The third selection on the program was a hauntingly beautiful
piece Snow Night (1977) written by Jan Krzywicki (b.1948) and masterfully performed by
Oksana Lutsyshyn, piano and David Walker, marimba. Snow Night had as a starting point a
picture postcard of a Yugoslavian village at night. Thoughts turn to "dreaming back" mixing memory
and fantasy. Mr.Krzywicki has written "...trees draped by snow stand hauntingly silent.
No sound stirs but the occasional sweep of icy wind that blows up snow like echo memories
of the snowstorm that has passed." The music returns to a transfigured view of the opening scene
at the end. The composer is a member of the music theory department at Temple University
in Philadelphia.
Frances Thompson McKay's chamber orchestra piece for
eight players, Rites of Passage, (1987), was inspired by a newspaper series on
the James River and images as the river passes through Virginia on its way to the
Chesapeake Bay. A flute solo opens the piece played by Melissa Sinda, evoking the sense of
flow of the water. This water theme represented by various solo and groups of instruments
conducted by Andrey Kasparov, also evoked life along the river. Rites of Passage was first played in 1987 in "Music
of the Spheres", a concert series that focused on improvisation at St. Mark's Episcopal Church on
Capitol Hill in Washington, DC to celebrate the continuing efforts to save the Chesapeake Bay. The
piece was revised in 2003. Dr. McKay is a graduate of Peabody Conservatory in Baltimore and
currently teaches at the Levine School of Music.
Alicyn Warren's Molly (1998) for digital video is a complex
essay using verbal, musical and visual elements in a montage on love, aging and death and the
decisions we all must face. This carefully crafted piece explores the composer's interest in the
interaction of sound and moving visual images. Molly is a border collie. When we choose
to love a dog whose life span is relatively short we also set ourselves up for loss. Layering
this prize-winning work with family photographs and documents from her girlhood, memories
of another border collie who was run over, and the death of her mother from cancer two years
before that all build to tell her personal story very powerfully. To live ignoring possible
loss every moment is a precious and good thing. Dr. Warren (b.1956) holds a Doctorate from
Columbia University.
With our art song orientation, we found Frank Felice's (b.1961) crisp,
sparkling and intriguing use of the human voice in his choral pieces a high point of this program.
In three poems by Tara Lynn Smith (née Ericksen) Dr. Felice expresses his love for autumn in
exciting settings called Autumn Portraits. Composed in 1984, his first choral piece
What is Beauty but a Breath was written for his senior recital for the renowned Concordia Choir.
The layered sound was set as an English madrigal of the 14th century.

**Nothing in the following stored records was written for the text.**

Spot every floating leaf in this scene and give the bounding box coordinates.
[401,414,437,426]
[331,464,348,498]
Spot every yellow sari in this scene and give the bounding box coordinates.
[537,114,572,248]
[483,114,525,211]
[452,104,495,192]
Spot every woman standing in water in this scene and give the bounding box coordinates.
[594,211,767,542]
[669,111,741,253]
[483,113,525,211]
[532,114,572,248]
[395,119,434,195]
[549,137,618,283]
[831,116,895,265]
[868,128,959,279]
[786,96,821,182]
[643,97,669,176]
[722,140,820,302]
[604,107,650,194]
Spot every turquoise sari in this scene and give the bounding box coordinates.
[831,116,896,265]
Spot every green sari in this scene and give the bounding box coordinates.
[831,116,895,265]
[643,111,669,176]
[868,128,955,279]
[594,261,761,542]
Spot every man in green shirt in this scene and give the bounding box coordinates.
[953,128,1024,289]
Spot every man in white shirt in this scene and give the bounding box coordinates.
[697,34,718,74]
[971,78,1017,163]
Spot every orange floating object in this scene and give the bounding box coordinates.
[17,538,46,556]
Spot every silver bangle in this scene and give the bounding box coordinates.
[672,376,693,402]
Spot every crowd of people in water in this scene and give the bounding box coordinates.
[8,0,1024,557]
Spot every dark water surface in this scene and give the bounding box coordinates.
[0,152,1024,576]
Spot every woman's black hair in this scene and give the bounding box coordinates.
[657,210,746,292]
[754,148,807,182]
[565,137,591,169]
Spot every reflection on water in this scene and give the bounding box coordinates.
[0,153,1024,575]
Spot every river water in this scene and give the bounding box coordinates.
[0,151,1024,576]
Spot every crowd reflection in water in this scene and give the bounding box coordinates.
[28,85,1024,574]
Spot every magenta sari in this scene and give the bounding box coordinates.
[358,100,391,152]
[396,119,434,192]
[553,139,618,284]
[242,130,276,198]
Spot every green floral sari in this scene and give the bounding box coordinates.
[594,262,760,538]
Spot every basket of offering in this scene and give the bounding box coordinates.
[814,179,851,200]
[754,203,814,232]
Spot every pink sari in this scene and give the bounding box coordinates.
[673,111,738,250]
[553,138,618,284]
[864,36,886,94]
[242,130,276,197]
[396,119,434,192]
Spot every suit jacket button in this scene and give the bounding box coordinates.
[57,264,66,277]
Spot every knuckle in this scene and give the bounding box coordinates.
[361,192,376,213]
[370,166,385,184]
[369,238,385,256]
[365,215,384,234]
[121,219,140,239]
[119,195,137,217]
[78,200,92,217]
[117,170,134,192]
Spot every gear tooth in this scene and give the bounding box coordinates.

The text of the third setting Heiligenstadt is a little poem
written by Beethoven and translated and adapted by the composer. The beauty of the
setting and the incredible sadness of the text combine to make a very moving experience.
Frank Felice grew-up in Montana. His participation in
a number of rock bands led to his interest in composition. He studied at Concordia College in
Minnesota, the University of Colorado and Butler University. He completed his Ph.D. at the
University of Minnesota in 1998.
Brian Robinson (b.1964) is active in the Boston area and currently
teaches at the Massachusetts Institute of Technology. His piece Charmonium for harpsichord and
chamber orchestra was well served by the precise playing of Oksana Lutsyshyn and the orchestra of fourteen of
Tidewater's finest musicians conducted by Andrey Kasparov. The title is from particle physics.
At times chunks, and at other times fragments of sound open into a propulsive soundscape with
exciting collisions. There are nearly tonal relaxed musical interludes. Do all of these
fun building blocks of sound actually create their own universe? For this listener the answer
is yes, at least until the final "ting" of the harpsichord. The lid of the harpsichord hid
the conductor but his ability to hold this complex piece together was never in doubt.